Немного о медицинских "светилах" (не только в хирургии, в иных специальностях они тоже трапляются с той же частотой, просто хирурги более видны).
Назначение к сэру Ланцелоту было чем-то вроде чести, поскольку он был главным хирургом госпиталя и весьма известной фигурой. Это был высокий, костлявый краснолицый человек с лысым черепом, окруженным белыми волосами, как вершина горы бывает окружена облаками. Всегда отлично выбритый, в костюмах, скроенных с гораздо большим искусством, чем его разрезы, он был уже в том возрасте, когда собирался удалиться с хирургического поля боя, на котором выиграл и проиграл (и в обоих случаях не без собственной выгоды) столько сражений, что коллеги в торжественных речах обращались к нему, как к представителю «великой старой школы», а за глаза называли менее приятно, но более соответствующе «кровавым старым мясником». Его студенты в операционной имели счастье наблюдать операции такого объема и оригинальности, как нигде более. Ничто не было для него достаточно большим, чтобы его нельзя было удалить, и не было органа, который, если он производил на него впечатление неясной угрозы, остался бы дольше недели «in situ».
Сэр Ланцелот был представителем того энергичного поколения хирургов, которых, как молниеносную скарлатину, вряд ли можно увидеть в современных больницах. Он унаследовал профессиональную агрессию Листона, Педжета, Персиваля Потта и Мойнихана, поскольку получил образование в те дни, когда скорость хирурга была единственной надеждой пациента на выживание, в те дни, когда сложные анестетики, пенициллин, переливание крови и другие атрибуты современной хирургии еще не свели на нет искусство операторов, а теперь угрожали утопить его окончательно.
Сэр Ланцелот сделал свое состояние в основном на недомоганиях пожилых джентльменов и получал 200 гиней за аппендектомию уже тогда, когда NHS еще и не задумывалась. Настоящий успех пришел к нему в 20х, когда он получил рыцарство за то, что выполнил небольшую, но весьма важную операцию члену кабинета, что позволило тому заседать с большим комфортом. Министр рекомендовал его во всех важных гостиных Лондона, именно в это время сэр Ланцелот пришел к заключению, что ревматизм можно лечить удалением из организма тех органов, которые не слишком необходимы для поддержания жизни. Поскольку после 50 почти все имели ревматизм, и их состояние нельзя было сильно улучшить или ухудшить любым лечением, его практика за ночь удесятерилась.
Ревматический энтузиазм продолжался достаточно долго, чтобы он купил себе дом на Харли-стрит, сельский домик на Темзе, коттедж в Сассексе, небольшую яхту и новый Роллс, на котором он разъезжал между этими четырьмя и больницей. Он был готов оперировать что угодно и с гордостью говорил своим портным, что он один из последних общих хирургов, способных удалить желудок или миндалины, ампутировать ногу или легкое с одинаковым успехом.

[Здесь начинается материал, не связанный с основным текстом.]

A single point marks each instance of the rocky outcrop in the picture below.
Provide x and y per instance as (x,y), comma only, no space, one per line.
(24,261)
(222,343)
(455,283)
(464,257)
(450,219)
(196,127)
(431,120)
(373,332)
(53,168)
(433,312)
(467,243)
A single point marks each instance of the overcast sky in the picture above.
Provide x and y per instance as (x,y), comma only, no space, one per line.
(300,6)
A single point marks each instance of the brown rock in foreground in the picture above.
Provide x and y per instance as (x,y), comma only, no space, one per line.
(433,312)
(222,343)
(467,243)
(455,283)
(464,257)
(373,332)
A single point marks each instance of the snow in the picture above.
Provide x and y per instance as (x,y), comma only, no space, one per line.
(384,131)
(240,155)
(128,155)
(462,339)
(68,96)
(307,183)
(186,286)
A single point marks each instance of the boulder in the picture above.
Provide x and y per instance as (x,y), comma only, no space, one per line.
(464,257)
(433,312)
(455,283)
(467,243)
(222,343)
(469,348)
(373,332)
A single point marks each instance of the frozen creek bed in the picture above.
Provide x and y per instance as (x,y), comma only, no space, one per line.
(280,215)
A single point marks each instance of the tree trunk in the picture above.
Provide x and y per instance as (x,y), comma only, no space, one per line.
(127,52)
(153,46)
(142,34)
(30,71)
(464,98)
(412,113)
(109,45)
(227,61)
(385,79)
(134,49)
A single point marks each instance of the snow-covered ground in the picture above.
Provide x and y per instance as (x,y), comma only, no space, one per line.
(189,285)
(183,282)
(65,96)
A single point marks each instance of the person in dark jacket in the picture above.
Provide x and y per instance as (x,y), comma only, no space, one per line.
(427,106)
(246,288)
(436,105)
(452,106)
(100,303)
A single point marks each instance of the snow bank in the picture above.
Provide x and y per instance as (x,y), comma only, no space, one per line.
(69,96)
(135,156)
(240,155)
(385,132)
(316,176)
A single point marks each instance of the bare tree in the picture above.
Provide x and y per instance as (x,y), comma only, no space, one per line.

Каждый вторник и четверг пополудни он работал в своей собственной операционной на верхнем этаже. План был вывешен снаружи, как афиша мюзик-холла. Все лучшее было сверху, и оперировал он сам, программа дегенерировала к такой ерунде как грыжи ила варикозные вены, проводившиеся его ассистентами, когда он уже уходил в клуб на бокал шерри перед обедом.
В первый вторник после моего назначения я поднялся по лестнице (студентам было запрещено пользоваться больничным лифтом) и вошел в раздевалку. Ряд пиджаков висел под трехдюймовой надписью «НИЧЕГО НЕ ОСТАВЛЯЙТЕ В КАРМАНАХ». Стерильные вещи лежали в трех металлических баках, открываемых ножной педалью. Используя щипцы, я достал шапочку из одного, маску из другого и длинный белый халат из третьего. К несчастью, размеры не были указаны, поэтому халат доходил до пола, как подвенечное платье, а шапочка была так мала, что напоминала вишенку на мороженом. Я толкнул дверь и благоговейно, как турист в собор, вошел в операционную. Стоя у двери, я сцепил пальцы за спиной, стараясь как можно меньше привлекать внимание. Мне казалось, что даже мое дыхание (которое звучало в ушах как орган в церкви), нарушает стерильную беззвучность этого места. Кроме того, я не был уверен в своей реакции на вскрытую плоть, и мне хотелось держаться от операционного поля как можно дальше.
- Эй, парень!
Голова сэра Ланцелота поднялась над головами его помощников. Все, что я мог видеть, была пара недружелюбных глаз между маской и шапочкой, изучавшие меня как глаза тигра изучают туземца в зарослях кустарника.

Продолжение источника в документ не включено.